L'histoire :
Dans les années 50, en Nouvelle-Zélande, La vie de Pauline Parker, adolescente timide et complexée, bascule le jour où arrive dans sa classe Juliet Hulme, une jeune anglaise brillante et arrogante. C’est le début d’une étrange amitié entre les deux jeunes filles. La relation qui s’installe entre elles les coupe du monde et des autres ; elles s’inventent des histoires et des univers sont leurs proches, de plus en plus inquiets, sont exclus. Mais les deux jeunes filles sont prêtes à tout pour rester ensemble, quitte à commettre le plus abominable des crimes …
Critique artistique :
Les trois premiers films du réalisateur néo-zélandais Peter Jackson avaient été très remarqués dans le genre fantastique « gore », mêlant humour et mauvais goût délibéré. Il produisit, écrivit, joua, monta et fit une partie des maquillages de Bad Taste (1987), puis réalisa Meet The Feebles (1989) un film de marionnettes avant de commettre le terrifiant et parfois hilarant Braindead (1992), grand prix du Festival d’Avoriaz 1993. Créatures célestes (1994) vient juste après et laisse une aura étrange du fait à la fois de son nom mystérieux, du fait réel dont s’inspire le film et de la puissance d’évocation de l’univers particulier de deux adolescentes que Virgin Suicide (1999) de
Sofia Coppola rejoint par certains aspects. Peter Jackson compte également à son actif le film
Fantômes contre fantômes (1997). L’exploration des genres fantastique / horreur par le réalisateur lui a permis de s’attaquer en particulier à la trilogie Le seigneur des anneaux, marathon cinématographique mobilisant des équipes imposantes sur plusieurs années et au remake de
King Kong, un film qui a marqué son enfance.

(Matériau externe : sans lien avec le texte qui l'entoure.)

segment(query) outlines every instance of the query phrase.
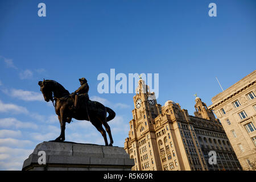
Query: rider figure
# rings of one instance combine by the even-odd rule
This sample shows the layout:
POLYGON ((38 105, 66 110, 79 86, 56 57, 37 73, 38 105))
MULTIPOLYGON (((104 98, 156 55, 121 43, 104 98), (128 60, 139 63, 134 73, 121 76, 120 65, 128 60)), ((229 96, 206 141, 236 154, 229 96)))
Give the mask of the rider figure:
POLYGON ((81 78, 79 79, 81 86, 79 88, 73 92, 71 94, 71 97, 75 96, 75 103, 73 108, 74 109, 77 109, 78 100, 84 100, 85 102, 86 102, 89 100, 88 91, 89 85, 87 84, 87 80, 85 78, 81 78))
MULTIPOLYGON (((87 101, 89 100, 89 85, 87 84, 86 79, 85 79, 85 78, 81 78, 79 79, 79 81, 80 82, 81 86, 79 87, 77 90, 70 94, 70 96, 72 97, 73 97, 75 96, 74 105, 72 106, 71 108, 73 110, 76 110, 76 109, 77 109, 77 103, 79 100, 82 100, 85 103, 86 103, 87 101)), ((67 118, 68 123, 69 123, 71 122, 71 118, 67 118)))

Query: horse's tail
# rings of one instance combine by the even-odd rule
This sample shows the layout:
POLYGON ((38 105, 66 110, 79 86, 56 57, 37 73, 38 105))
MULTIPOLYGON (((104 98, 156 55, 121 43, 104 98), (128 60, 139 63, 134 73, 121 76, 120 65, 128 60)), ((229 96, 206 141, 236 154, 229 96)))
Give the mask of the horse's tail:
POLYGON ((115 116, 115 113, 110 108, 105 107, 106 111, 109 113, 109 116, 106 118, 107 122, 112 120, 115 116))

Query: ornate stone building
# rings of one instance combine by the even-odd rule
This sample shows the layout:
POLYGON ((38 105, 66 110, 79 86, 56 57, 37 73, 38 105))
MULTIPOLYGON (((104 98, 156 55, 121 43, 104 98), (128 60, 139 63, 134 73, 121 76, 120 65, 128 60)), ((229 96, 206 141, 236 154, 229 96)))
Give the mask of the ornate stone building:
POLYGON ((134 159, 132 170, 238 170, 240 164, 221 123, 199 97, 195 116, 177 103, 157 104, 139 80, 125 150, 134 159), (213 164, 214 151, 217 161, 213 164))
POLYGON ((212 98, 243 170, 255 170, 256 71, 212 98))

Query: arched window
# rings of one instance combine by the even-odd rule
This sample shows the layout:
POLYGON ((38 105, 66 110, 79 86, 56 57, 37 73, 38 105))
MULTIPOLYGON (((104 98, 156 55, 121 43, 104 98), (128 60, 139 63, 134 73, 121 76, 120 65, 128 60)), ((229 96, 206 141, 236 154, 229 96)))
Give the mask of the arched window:
POLYGON ((199 142, 202 142, 202 138, 201 138, 201 136, 199 136, 198 139, 199 140, 199 142))
POLYGON ((222 140, 222 143, 223 143, 223 144, 224 144, 224 146, 226 145, 226 143, 225 143, 225 141, 224 141, 224 140, 222 140))
POLYGON ((205 137, 204 137, 204 142, 207 143, 207 140, 205 137))
POLYGON ((168 142, 168 140, 167 140, 167 137, 164 137, 164 143, 167 143, 168 142))

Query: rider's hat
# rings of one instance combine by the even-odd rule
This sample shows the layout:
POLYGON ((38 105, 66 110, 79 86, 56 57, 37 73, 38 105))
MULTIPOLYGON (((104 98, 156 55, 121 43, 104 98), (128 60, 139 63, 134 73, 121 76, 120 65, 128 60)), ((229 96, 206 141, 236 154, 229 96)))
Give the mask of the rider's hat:
POLYGON ((87 82, 86 79, 85 79, 85 78, 84 78, 84 77, 81 78, 79 78, 79 81, 85 81, 85 82, 87 82))

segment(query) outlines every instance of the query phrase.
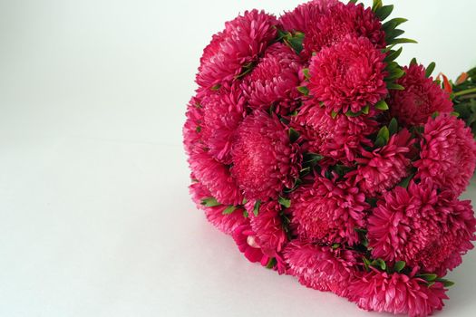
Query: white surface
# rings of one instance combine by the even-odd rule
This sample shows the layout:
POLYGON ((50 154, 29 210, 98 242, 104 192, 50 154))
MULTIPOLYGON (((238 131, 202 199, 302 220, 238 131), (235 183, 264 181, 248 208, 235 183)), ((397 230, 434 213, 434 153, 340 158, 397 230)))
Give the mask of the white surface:
MULTIPOLYGON (((0 1, 0 316, 378 315, 248 263, 188 196, 201 49, 238 12, 298 3, 0 1)), ((475 11, 398 1, 420 42, 402 61, 476 64, 475 11)), ((474 316, 475 269, 439 316, 474 316)))

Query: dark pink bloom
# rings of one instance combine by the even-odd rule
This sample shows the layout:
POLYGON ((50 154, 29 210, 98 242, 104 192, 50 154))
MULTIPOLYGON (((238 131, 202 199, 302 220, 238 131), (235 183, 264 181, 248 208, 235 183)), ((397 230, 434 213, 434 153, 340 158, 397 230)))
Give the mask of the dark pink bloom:
POLYGON ((231 145, 235 132, 246 115, 243 92, 233 85, 209 91, 202 99, 202 138, 210 155, 218 160, 231 163, 231 145))
POLYGON ((410 275, 373 270, 355 279, 349 300, 366 311, 425 317, 443 307, 448 299, 442 283, 428 286, 424 280, 410 275))
POLYGON ((259 262, 263 266, 268 264, 270 257, 263 254, 256 240, 256 233, 251 229, 249 224, 237 227, 233 232, 233 239, 239 251, 245 255, 249 262, 259 262))
POLYGON ((281 206, 277 201, 263 203, 257 216, 253 213, 255 202, 247 204, 251 228, 256 234, 257 245, 263 253, 270 257, 283 250, 287 242, 283 221, 279 216, 281 206))
POLYGON ((370 115, 333 118, 330 112, 315 101, 307 101, 292 119, 293 127, 301 134, 306 151, 352 162, 363 146, 372 145, 366 136, 375 132, 377 122, 370 115))
POLYGON ((201 126, 203 125, 203 110, 199 100, 193 97, 187 106, 187 120, 183 126, 183 144, 187 154, 190 154, 192 149, 202 143, 201 126))
POLYGON ((264 111, 248 116, 238 128, 232 149, 231 173, 248 199, 277 198, 292 187, 299 173, 298 146, 277 117, 264 111))
POLYGON ((426 78, 423 65, 403 67, 406 74, 397 81, 403 91, 391 91, 388 104, 391 113, 403 124, 423 124, 434 112, 452 111, 452 102, 446 91, 426 78))
POLYGON ((281 43, 271 45, 241 84, 249 106, 267 110, 273 105, 277 112, 287 114, 301 96, 296 89, 301 83, 301 68, 292 49, 281 43))
POLYGON ((287 273, 297 277, 303 285, 339 296, 347 295, 356 265, 352 251, 294 241, 284 254, 289 266, 287 273))
POLYGON ((217 161, 202 148, 194 149, 189 164, 195 178, 219 203, 234 206, 241 204, 243 196, 226 165, 217 161))
POLYGON ((225 30, 213 36, 200 60, 197 83, 209 89, 231 82, 243 67, 257 61, 268 43, 276 38, 277 20, 257 10, 227 22, 225 30))
POLYGON ((355 158, 357 169, 346 177, 370 196, 391 189, 410 174, 412 161, 408 155, 413 142, 411 133, 403 130, 392 136, 384 147, 372 152, 363 149, 361 157, 355 158))
POLYGON ((460 196, 476 166, 476 142, 464 121, 450 114, 429 119, 424 126, 416 177, 431 178, 442 188, 460 196))
POLYGON ((247 223, 247 219, 243 216, 243 208, 237 208, 230 215, 223 215, 228 206, 205 207, 202 205, 203 199, 212 197, 211 193, 202 184, 193 183, 189 188, 197 207, 203 209, 207 219, 221 232, 231 235, 238 226, 247 223))
POLYGON ((329 7, 338 4, 337 0, 314 0, 299 5, 293 11, 287 12, 279 18, 287 31, 306 34, 329 12, 329 7))
POLYGON ((371 8, 338 3, 329 6, 327 11, 316 23, 307 24, 304 39, 305 56, 310 57, 313 53, 334 46, 348 36, 364 37, 378 50, 385 47, 385 33, 371 8))
POLYGON ((439 193, 427 178, 384 193, 368 218, 367 236, 375 258, 444 275, 472 248, 475 226, 469 201, 439 193))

Pour ce film Peter Jackson avait réunit un casting peu connu bien que l'on y retrouve notamment Kate Winslet qui n'avait alors tournée que dans des séries télévisées mais offrait l'avantage d'avoir une formation de comédienne. On la revit d'ailleurs peu après Raison et Sentiments (1995) de
Ang Lee qui a nous a gratifié du très beau
Le secret de Brokeback Mountain (2004) puis Jude (1996) et surtout le colossal succès, Titanic (1997) de James Cameron aux côtéde Léonardo Dicaprio. La débutante mais déjà douée Melanie Lynskey poursuit également une carrière cinématographique et l'on a pu la voir dans quelques épisodes (2003) de la série Télévisée The Shield.
Créatures célestes raconte une de ces relations passionnelles entre deux êtres qui entendent bien défendre une amitié fusionnelle mettant en partage une vision fantasmée du monde. L’amitié exclusive de Pauline Parker (Melanie Lynskey) et Juliet Hulme(
Kate Winslet) et le drame qui s’en suivit reste un fait divers marquant des années 50 en Nouvelle-zélande. Selon les propres mots de Peter Jackson, les deux jeunes filles étaient considérées comme les êtres les plus maléfiques du monde et jugées détraquées ce qui est une manière d’écarter la possibilité d’une forme exacerbée d’amitié. L’histoire de Pauline et Juliet s’inscrit dans la tradition de duos terribles du cinéma tels que Bonnie and Clyde (1967) de Arthur Penn, Telma et Louise (1991) de
Ridley Scott ou Harold et Maude (1971) de Hal Ashby bien que les motivations de ces personnages ne sont pas forcément les mêmes et que leurs histoires diffèrent nettement. Le point commun entre ces duos est la force d’un amour qui les conduit à dépasser les bornes.
L’histoire est d’autant plus troublante que la relation entre les deux jeunes filles semble tout à la fois être d’amitié et d’amour comme enchâssée dans la virtualité qu’autorise l’adolescence, étape où les allers-retours entre une forme d’indifférenciation des tendances et la construction d’une personnalité confère une grande mobilité de l’imagination. L’imagination est d’ailleurs portée à l’écran par Peter Jackson de manière assez inattendue qui justifie que le nom du film évoque des créatures célestes, imaginées, fantasmées par deux esprits qui s’inventent un univers où les pulsions et les sentiments semblent comme matérialisés dans des figurines de terre. L’invention ne s’arrête pas à un univers fantasmatique puisque le goût des deux personnages se synchronise autour de choix musicaux (autour du ténor italien Mario Lanza) ou de rituels quasi initiatiques durant lesquels elles trouvent l’entrée de leur univers menacé par les tentatives de séparations de l’entourage bienveillant mais dérouté.
Verdict :
Créatures célestes (1994) est un film à découvrir au plus vite que vous soyez fan du cinéma de Peter Jackson où de ces plus récentes réalisations comme Le seigneur des anneaux. On y retrouve l'inventivité propre au réalisateur et bien que l’édition DVD est simple et dépourvu de bonus, Opening a eu la bonne idée de pourvoir cette édition d’une image et de pistes audio satisfaisantes.